Aspek HSSE harus menjadi bagian tak terpisahkan dari aktivitas keseharian seluruh insan Pertamina dalam upaya mewujudkan Pertamina sebagai perusahaan energi kelas dunia. Bagi Pertamina, HSSE harus lebih dari sekadar budaya (beyond culture). Lelin Eprianto – SVP CORPORATE HSSE PT PERTAMINA (PERSERO)
JAKARTA, ISafetyMagz.com – BULAN Keselamatan dan Kesehatan Kerja (K3) nasional yang setiap tahun diperingati selama satu bulan (12 Januari – 12 Februari) mendapat respons amat positf dari PT Pertamina (Persero). BUMN terbesar di Indonesia ini menjadikan peringatan Bulan K3 Nasional 2018 sebagai momentum untuk terus berbenah agar aspek Health, Safety, Security, and Environment (HSSE) menjadi lebih baik dan lebih baik ke depannya.
Senior Vice President (SVP) Corporate PT Pertamina (Persero) Lelin Eprianto menjelaskan, dalam memperingat Bulan K3 Nasional tahun 2018 Pertamina mengangkat tema “Jadikan HSSE sebagai Beyond Culture.” Tema itu merupakan pengerucutan dari tema global Bulan
K3 Nasional tahun 2018 yang diusung pemerintah yaitu “Melalui Budaya Keselamatan dan Kesehatan Kerja Mendorong Terbentuknya Bangsa yang Berkarakter.”

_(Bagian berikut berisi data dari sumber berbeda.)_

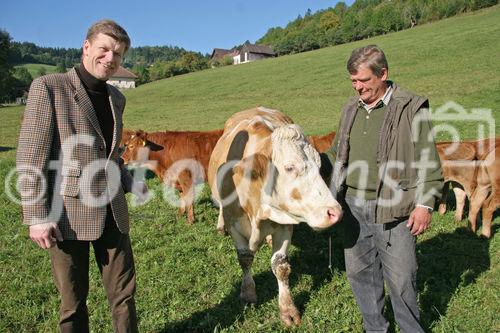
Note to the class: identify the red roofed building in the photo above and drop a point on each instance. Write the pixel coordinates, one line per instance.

Menurut Lelin, untuk mendorong terbentuknya bangsa yang berkarakter sebagaimana tema Bulan K3 Nasional yang diusung pemerintah, harus dimulai dari sekup area yang lebih kecil yaitu diri sendiri. “Kita harus memulainya dari diri sendiri, kemudian mengimplementasikannya dalam kehidupan sehari-hari termasuk di luar perusahaan kepada masyarakat, lingkungan dan keluarga. Itu makna yang ingin kami sampaikan lewat tema ‘Jadikan HSSE sebagai Beyond Culture.’ HSSE harus lebih dari sekadar culture,” kata Lelin Eprianto kepada ISafety di ruang kerjanya pertengahan Januari 2018 lalu. Menambahkan keterangan Lelin, Adriwan Basuki Gauthama Setyabudhi, Asisten Manajer HSSE Performance & Budgeting Corporate HSSE PT Pertamina (Persero) yang kala itu mendampingi Lelin, menjelaskan bahwa tema “Jadikan HSSE sebagai Beyond Culture” yang diangkat PT Pertamina (Persero) tersebut memang diselaraskan dengan tema Bulan K3 Nasional tahun 2018 yang ditetapkan pemerintah.

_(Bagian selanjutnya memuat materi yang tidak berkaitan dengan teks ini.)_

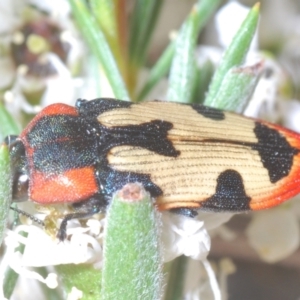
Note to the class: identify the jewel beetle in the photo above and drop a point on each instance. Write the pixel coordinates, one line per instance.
(188, 157)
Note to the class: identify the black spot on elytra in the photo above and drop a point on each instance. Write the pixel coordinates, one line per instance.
(230, 194)
(275, 151)
(209, 112)
(93, 108)
(151, 135)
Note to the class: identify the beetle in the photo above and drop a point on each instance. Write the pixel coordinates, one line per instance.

Lewat tema itu, kata Adriwan, HSSE bisa menjadi way of life dari setap individu di Pertamina dalam menjalankan aktvitas kesehariannya. “Bukan hanya di lingkungan kerja, tetapi juga di luar jam kerja. Tanpa ada HSSE pun, diharapkan setap individu sudah punya mindset untuk bekerja secara safety,” kata Adriwan.
Lalu, bagaimana ciri-ciri seseorang telah menjadikan HSSE sebagai way of life? Lelin menyebutkan secara global ada tiga ciri yaitu patuh, intervensi, dan peduli. “Ini harus berurutan dan jangan salah. Pertama adalah patuh. Patuh terhadap segala aturan dan norma. Orang yang patuh akan aturan dan norma, hidupnya akan jauh lebih disiplin dan tertb. Setelah mematuhi segala aturan dan norma, lalu melakukan intervensi apabila menemukan sesuatu yang melanggar aturan. Ciri terakhir atau ketiga adalah peduli. Peduli untuk mengajak orang lain supaya mematuhi peraturan,” terang Lelin yang sebelumnya menjabat sebagai Dirut Pertamina Drilling Services Indonesia (PDSI).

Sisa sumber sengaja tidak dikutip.